In a large stock pot, melt 1/2 cup butter and add all the above ingredients. Once the veggies are translucent and the seafood shells are all nice and pink/red, hit it with a 1/2 cup white wine then fill the pot with cold water until everything is just covered. Add a couple bay leaves, handful of peppercorns, and a sprig of fresh thyme. Simmer 3-8 hours, strain and cool. This freezes well and can be saved in gallon ziplocks for future use. 

Etouffe:

4 slices thick cut bacon, chopped into 1/2" pieces
1/4 cup butter
1/2 cup chopped green bell peppers
1/2 cup chopped onions
1/2 cup chopped celery
3 cloves chopped garlic
1/2 cup chopped mushrooms
1/3 cup flour
1/2 cup white wine
1 quart seafood stock
1-2lbs crawfish tails packed in butter
1 bay leaf, sprig of thyme
Salt/Pepper/Frank's RedHot to taste
*If you like it hot, add a serrano pepper or two with seeds

In a medium sauce pot or sautoir, begin to render the bacon on medium high heat. Once it starts to get colored up and crispy and a good amount of fat has rendered out, add all the veggies and cook until they start to get soft. Add the butter and after it melts add the flour. Cook until the flour starts getting browned--you are making a roux mixed in with all the veggies, I like to cook it until it is a nice medium/dark roux. Add the wine and let cook 30 seconds, then add the stock. Add the bay leaf and thyme. Reduce the temp to medium, and simmer 35-40 minutes until it is a good thick stew; season to taste. Add the crawfish tails and butter cook another 5 minutes and check seasoning. Serve over rice, and enjoy.
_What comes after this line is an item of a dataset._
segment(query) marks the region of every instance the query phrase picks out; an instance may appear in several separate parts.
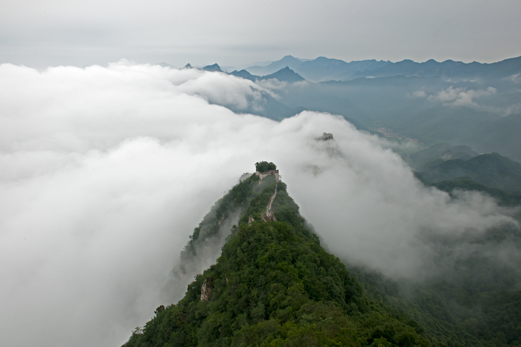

This is also a great recipe for rabbit (jacks included) I personally parboil the rabbit in the stock(same recipe above, just sub out the seafood for rabbit) and then separate the meat from the bones. Add the meat to the etouffe and enjoy.


----------



## wyogoob (Sep 7, 2007)

That's unique for sure. Any pics?

What's a sautoir?

.


----------



## johnnycake (Jul 19, 2011)

A sautoir is that large frying pan like thing with the 2-3" sides


----------



## wyogoob (Sep 7, 2007)

Cool.

Can you bring some of that etoufee to me today when you come up to Evanston to get your Loto tickets?


----------



## Dunkem (May 8, 2012)

Now there is an idea-Ov-


----------



## johnnycake (Jul 19, 2011)

As long as you have some of that gabbagool sliced and ready


----------



## johnnycake (Jul 19, 2011)

I'll bring a pot of it to the perch derby at fishlake in a few weeks, you can bring my winning tickets down for me then


----------



## swbuckmaster (Sep 14, 2007)

Looks good

Sent from my SM-G900V using Tapatalk


----------



## Gumbo (Sep 22, 2007)

One of my favorites. I make it with shrimp since I live in Utah, and it's delicious either way.


----------